🤟 LLM-s for F1 Telemetry Data 🏎️

Disclaimer:

This is my first LLM project, where I wanted to learn and explore the basics of LLMs. I decided to go with LangChain as the main framework, as it is well-documented and supports basically all types of features required for working with LLMs.

Project Idea

The idea was fairly simple: I wanted to build a dashboard where the user can use natural language to get telemetry data from two racers for a given event. The telemetry data is time-series data that shows the speed, throttle, and brake of the car.

One of my most important criteria was that I wanted to use real data, not data generated or hallucinated by the LLM. For this reason, my strategy was to develop custom functions that can be used to collect publicly available telemetry data.

You might ask the question: how is this better than just using conventional dropdowns or radio buttons to filter the data?
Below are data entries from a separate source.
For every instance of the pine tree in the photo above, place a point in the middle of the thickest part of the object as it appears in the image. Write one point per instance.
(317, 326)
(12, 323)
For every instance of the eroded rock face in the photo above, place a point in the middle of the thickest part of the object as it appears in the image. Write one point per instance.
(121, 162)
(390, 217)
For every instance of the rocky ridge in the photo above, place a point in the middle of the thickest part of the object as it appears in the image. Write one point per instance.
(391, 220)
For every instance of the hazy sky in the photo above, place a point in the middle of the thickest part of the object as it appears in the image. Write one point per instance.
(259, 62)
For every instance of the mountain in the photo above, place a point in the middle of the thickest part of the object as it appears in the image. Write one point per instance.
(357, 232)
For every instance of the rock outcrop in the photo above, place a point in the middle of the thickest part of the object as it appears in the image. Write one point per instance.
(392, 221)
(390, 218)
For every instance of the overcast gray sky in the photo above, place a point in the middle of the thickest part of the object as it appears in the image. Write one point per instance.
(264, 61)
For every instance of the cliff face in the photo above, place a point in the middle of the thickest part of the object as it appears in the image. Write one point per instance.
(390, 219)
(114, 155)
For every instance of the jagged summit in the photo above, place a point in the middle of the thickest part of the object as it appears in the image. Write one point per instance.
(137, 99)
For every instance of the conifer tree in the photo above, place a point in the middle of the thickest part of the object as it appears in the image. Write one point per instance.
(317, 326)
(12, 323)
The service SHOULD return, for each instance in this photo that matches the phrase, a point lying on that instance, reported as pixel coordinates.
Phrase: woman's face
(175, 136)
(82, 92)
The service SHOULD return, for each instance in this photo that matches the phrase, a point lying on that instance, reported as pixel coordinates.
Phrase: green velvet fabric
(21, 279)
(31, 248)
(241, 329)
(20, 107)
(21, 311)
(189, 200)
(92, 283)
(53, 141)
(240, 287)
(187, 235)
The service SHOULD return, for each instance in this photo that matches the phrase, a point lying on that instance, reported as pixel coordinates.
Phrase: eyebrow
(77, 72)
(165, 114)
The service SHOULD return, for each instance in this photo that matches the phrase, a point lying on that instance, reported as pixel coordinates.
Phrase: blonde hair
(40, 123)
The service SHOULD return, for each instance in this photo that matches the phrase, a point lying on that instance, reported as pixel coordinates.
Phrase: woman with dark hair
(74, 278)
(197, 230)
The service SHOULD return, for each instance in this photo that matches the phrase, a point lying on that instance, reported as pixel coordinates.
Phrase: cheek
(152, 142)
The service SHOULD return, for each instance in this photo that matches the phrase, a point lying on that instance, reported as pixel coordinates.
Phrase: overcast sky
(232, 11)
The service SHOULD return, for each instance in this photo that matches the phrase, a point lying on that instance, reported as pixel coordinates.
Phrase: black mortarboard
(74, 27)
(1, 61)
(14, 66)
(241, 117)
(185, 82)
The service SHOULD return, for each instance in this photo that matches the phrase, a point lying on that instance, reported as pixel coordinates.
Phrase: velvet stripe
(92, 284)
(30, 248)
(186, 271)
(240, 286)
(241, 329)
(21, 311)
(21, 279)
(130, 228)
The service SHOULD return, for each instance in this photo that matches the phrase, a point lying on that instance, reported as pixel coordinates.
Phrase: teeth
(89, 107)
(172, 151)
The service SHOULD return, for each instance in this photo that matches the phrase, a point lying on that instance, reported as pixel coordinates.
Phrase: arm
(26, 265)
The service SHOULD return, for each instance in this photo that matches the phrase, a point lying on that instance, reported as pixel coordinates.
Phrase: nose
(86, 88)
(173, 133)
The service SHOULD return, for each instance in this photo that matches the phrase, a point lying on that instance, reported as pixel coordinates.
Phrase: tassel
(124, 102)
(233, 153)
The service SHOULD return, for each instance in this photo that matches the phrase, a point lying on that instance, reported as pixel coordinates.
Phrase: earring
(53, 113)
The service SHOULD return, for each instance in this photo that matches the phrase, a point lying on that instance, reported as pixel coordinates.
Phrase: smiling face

This is a good question, which I asked myself too 😀. Considering that the user uses natural language, the definition of the prompt can be implicit, like asking for the first and the fourth best racer from a Grand Prix. The LLM can use tools to find these drivers and then fetch the results. Or you can describe an event just by a country or city without specifying the event exactly. This gives the user much more flexibility and makes the dashboard feel more natural than just using dozens of buttons and dropdowns. But anyway, the goal of the project was to learn something new.

Telemetry Data

The first step was to retrieve telemetry data. For this, I used the FastF1 Python library, which simplifies downloading telemetry data. The initial task is to load a session, where only the year, event name, and session type need to be specified.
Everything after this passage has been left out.